Петька оказался смышлёным и рано понял, что живот у одного сводит от смеха, а у другого – от голода. От постоянных дум о куске хлеба голова делалась как вата.
– А правда, что людей на свете, как листьев в лесу? – спрашивал он, ложась на желудок, чтобы заглушить его звон.
– Да, сегодня четверг, – шипели ему. Не всё ли равно, о чём говорить, когда на уме одно?
Годы просверлили в Петькином мире чёрный ход, но через него пришли только сидевшие на шестах куры, да крикливый петух, которого зарезали за то, что пел раньше срока. Стуча крыльями, он бегал без головы, а его кровь потом долго мерещилась в блёстках на бульоне. Раз Петьку водили к знахарке, она катала яйцо, заговаривая грыжу, и гадала по руке: «Не доверяй мужчине с женскими бёдрами и женщине с глазами, как ночь». Вернувшись, Петька никак не мог уснуть, ворочался с бока на бок, всматриваясь в ночь с глазами женщины, и видел в её тёмных размывах женские бёдра.

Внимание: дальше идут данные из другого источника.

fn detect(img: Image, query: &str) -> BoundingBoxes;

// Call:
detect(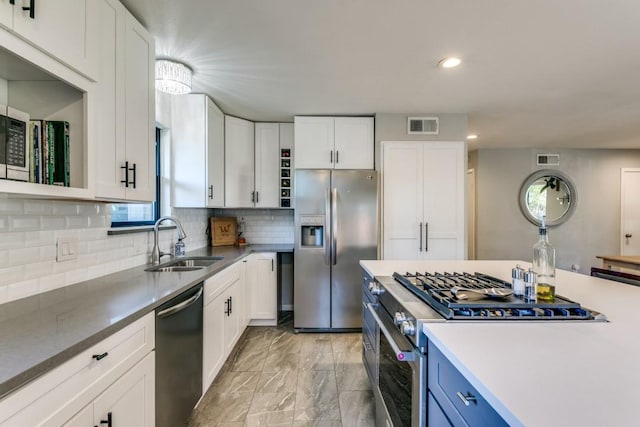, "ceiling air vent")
[407,117,438,135]
[537,154,560,166]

А потом он подрос, став выше табурета, на котором сидел, и шире улыбки, за которой прятал слёзы. Однажды ему надели картуз, всучили вместо портфеля плетёную корзину и утопили в перешедший по наследству сюртук. Из школы Петька вынес, что «обедать» – это существительное, несовместимое с глаголом, а «время» – местоимение, потому что у каждого оно своё. На уроках математики он постиг также, что мир проще таблицы умножения и что «деньги» – это числительное, он считал их в чужих карманах, а галок на плетне – по пальцам.
Восемь дней в неделю Петька ёрзал на стуле, ловил ворон, и его драли, как сидорову козу.
У его учителя лицо было таким узким, что с него постоянно сваливались очки и, казалось, он может хлопать себя ушами по щекам. Он носил низкую чёлку, за которой прятался, как за дверью, и не ходил в лес, опасаясь наступить на ежа. Опускаясь на стул, он прежде шарил по нему руками, отыскивая кнопки и проверяя спинку. Когда Петька подложил ему очки, которые выкрал с носа, учитель побледнел, решив, что хрустнул позвоночник, а потом расстегнул верхнюю пуговицу, чтобы выпустить пар.